Vatican whipsaw
Once again, we've got a different set of statements on evolution from the Vatican. Rev. George Coyne, the director of the Vatican Observatory, slams the Intelligent Design creationists.
"Intelligent design isn't science even though it pretends to be," the ANSA news agency quoted Father Coyne as saying on the sidelines of a conference in Florence. "If you want to teach it in schools, intelligent design should be taught when religion or cultural history is taught, not science."
And also…
"If they respect the results of modern science, and indeed the best of modern biblical research, religious believers must move away from the notion of a dictator God or a designer God, a Newtonian God who made the universe as a watch that ticks along regularly."
This is good. I can go along with most of it, although I wish people would stop saying that ID ought to be taught as religion or culture—it's neither. It's an arbitrary construct, as artificial as the Flying Spaghetti Monster, a short-term contrivance to get around restrictions in American law.
But, you know, there is another problem of principle. I reject the authority of religion in all matters scientific. I think Cardinal Schönborn was wrong to reject evolution, and his credentials in the church were irrelevant to the matter at hand. Likewise, while it's nice that Coyne is supporting the scientific view, his status as a bigwig in the Catholic church is about as relevant as if he were Chief Clown at the Barnum & Bailey circus. His position as an astronomer is significantly more convincing, but still…astronomy is not evolutionary biology. If we are to encourage respect for legitimate expertise, it defeats the purpose if we then uncritically accept the words of someone whose main claims to fame are regard in an unrelated science and his membership in a hierarchy of medieval metaphysicians who wear funny hats.
Maybe we should just disregard religious authority in all of its forms, even when it says stuff we like.
Also, Coyne should have shut his mouth after criticizing Intelligent Design creationism. What are we supposed to make of this kind of silliness?

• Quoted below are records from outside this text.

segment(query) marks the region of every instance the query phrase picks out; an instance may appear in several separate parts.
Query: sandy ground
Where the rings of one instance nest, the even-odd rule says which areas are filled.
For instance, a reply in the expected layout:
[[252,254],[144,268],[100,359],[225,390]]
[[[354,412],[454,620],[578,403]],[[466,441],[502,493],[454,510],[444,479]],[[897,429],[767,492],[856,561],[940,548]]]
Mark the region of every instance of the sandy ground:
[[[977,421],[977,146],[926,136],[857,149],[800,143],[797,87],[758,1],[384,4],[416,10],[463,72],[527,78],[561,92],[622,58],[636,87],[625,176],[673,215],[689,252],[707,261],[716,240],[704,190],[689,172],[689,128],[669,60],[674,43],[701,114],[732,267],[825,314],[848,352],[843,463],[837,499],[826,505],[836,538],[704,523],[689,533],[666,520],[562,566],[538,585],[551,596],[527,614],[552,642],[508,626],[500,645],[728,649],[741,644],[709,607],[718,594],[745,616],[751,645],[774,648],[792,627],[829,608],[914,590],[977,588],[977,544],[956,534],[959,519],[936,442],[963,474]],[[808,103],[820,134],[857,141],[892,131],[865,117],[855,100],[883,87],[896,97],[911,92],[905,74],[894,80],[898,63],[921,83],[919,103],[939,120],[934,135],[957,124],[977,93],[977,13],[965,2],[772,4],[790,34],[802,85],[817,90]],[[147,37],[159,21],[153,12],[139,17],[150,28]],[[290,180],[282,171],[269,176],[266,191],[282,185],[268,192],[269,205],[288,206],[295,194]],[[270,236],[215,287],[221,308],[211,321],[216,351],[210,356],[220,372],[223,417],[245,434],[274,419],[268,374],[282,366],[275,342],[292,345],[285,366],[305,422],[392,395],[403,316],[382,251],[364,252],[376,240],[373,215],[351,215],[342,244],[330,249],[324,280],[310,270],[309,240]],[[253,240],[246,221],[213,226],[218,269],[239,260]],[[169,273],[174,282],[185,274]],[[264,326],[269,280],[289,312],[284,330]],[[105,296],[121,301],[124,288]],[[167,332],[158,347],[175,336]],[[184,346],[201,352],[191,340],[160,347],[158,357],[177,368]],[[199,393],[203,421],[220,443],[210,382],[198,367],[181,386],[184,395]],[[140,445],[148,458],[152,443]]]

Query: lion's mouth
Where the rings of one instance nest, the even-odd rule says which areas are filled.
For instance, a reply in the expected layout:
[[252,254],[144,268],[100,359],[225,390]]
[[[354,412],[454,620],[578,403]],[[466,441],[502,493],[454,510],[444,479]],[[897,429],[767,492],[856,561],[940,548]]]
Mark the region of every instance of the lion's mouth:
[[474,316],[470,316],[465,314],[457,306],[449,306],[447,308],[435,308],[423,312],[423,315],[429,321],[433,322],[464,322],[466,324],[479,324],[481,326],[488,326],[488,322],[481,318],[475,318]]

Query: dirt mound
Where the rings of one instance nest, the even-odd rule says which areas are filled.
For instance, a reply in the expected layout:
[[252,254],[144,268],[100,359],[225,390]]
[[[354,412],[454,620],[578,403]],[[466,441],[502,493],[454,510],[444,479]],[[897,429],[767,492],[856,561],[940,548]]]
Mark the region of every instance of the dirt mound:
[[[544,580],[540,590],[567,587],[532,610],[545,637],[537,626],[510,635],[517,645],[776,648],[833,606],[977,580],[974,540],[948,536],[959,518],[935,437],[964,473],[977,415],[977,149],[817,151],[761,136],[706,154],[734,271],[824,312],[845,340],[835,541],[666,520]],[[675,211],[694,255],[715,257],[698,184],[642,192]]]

Rather, he argued, God should be seen more as an encouraging parent.
"God in his infinite freedom continuously creates a world that reflects that freedom at all levels of the evolutionary process to greater and greater complexity," he wrote. "He is not continually intervening, but rather allows, participates, loves."
What does he know of this god? How does he know how it operates? What evidence does he have for any of these vague claims, these peculiar insights into the hypothetical mind of a mythical being? When people purport to speak for gods, we should just pat them on the head and escort them to a nice quiet room for a little lie-down, and maybe give them a damp cloth and a good cup of tea.
We should not treat them as respected authorities…figure of pity would be more like it.


Don't you go slandering the Flying Spaghetti Monster, now, calling him arbitrary and everything.